Last year, the NCDC's annually averaged temperature came in at 1.33 degrees Fahrenheit above the 20th Century average. The 21st Century average has been 1.11 degrees above the 20th Century's.

Year-to-year changes have been small; the planet's surface remains about 75 percent water-covered, and ocean temperatures change far more ponderously than those of land.

So it follows that if it has been that warm around here and elsewhere in the United States, it must have been at least almost as chilly elsewhere. And it has been.

According to the excellent data maintained by David Robinson and his staff at the Rutgers University Global Snow Lab, November was No. 7 for area snow-coverage extent in the Northern Hemisphere in 50 years of satellite coverage.

Through Wednesday, Alaska, most of Canada, and a large chunk of Eurasia were blanketed in white.

As for temperatures, while we get ready for record warmth, temperatures in Barrow, in the northern tip of Alaska, were running 9.4 degrees below normal this month as of Wednesday.

In Bethel, on the southwest coast, they were 9.9 degrees below normal, and Thursday morning it was 6 below and snowing.

Thus far, the Northeast and Mid-Atlantic haven't had the dreaded Polar Vortex. But it's up there spinning away, said Paul Pastelok, the long-range specialist at AccuWeather.

That tight circulation has pretty well locked up the cold and prevented it from slipping our way.

AccuWeather's and other outlooks had called for a warm December throughout the region and in much of the nation, and Pastelok sees that lapping into January.

However, the wild card remains the potential impacts of the tremendous warming of surface waters in the tropical Pacific, where El Nino will be a persistent force this season and rank among the elite of the century.

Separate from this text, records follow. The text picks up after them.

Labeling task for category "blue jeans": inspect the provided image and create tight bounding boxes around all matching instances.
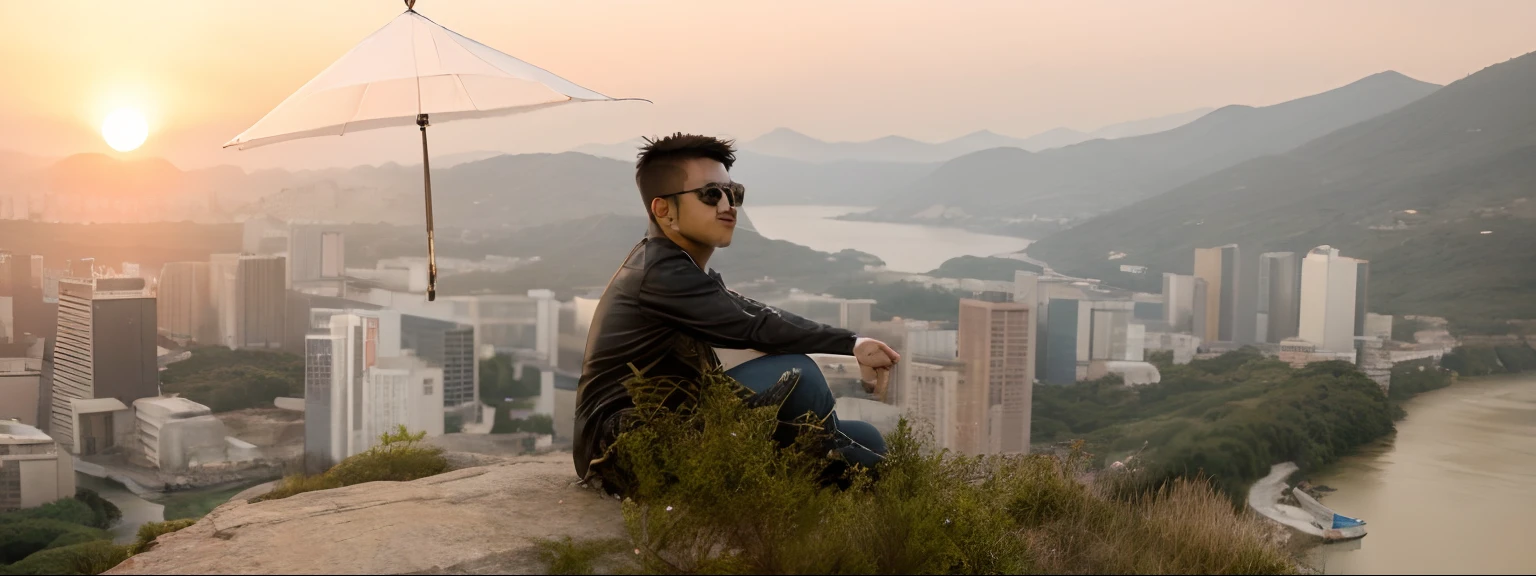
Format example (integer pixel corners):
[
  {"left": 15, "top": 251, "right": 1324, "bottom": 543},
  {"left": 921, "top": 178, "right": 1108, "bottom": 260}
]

The last three of similar magnitude coincided with three of the more peculiar winters on record – the only snowless one, 1972-73; one with a certifiable, paralyzing blizzard, 1982-83, and the stormy, but snow-deprived winter of 1997-98.

Unfortunately for the long-range outlooks, that's obviously a minimal sample size.

In the meantime, until we have our turn partaking in some of the cold air that will chill the Northern Hemisphere this winter, enjoy those low heating bills.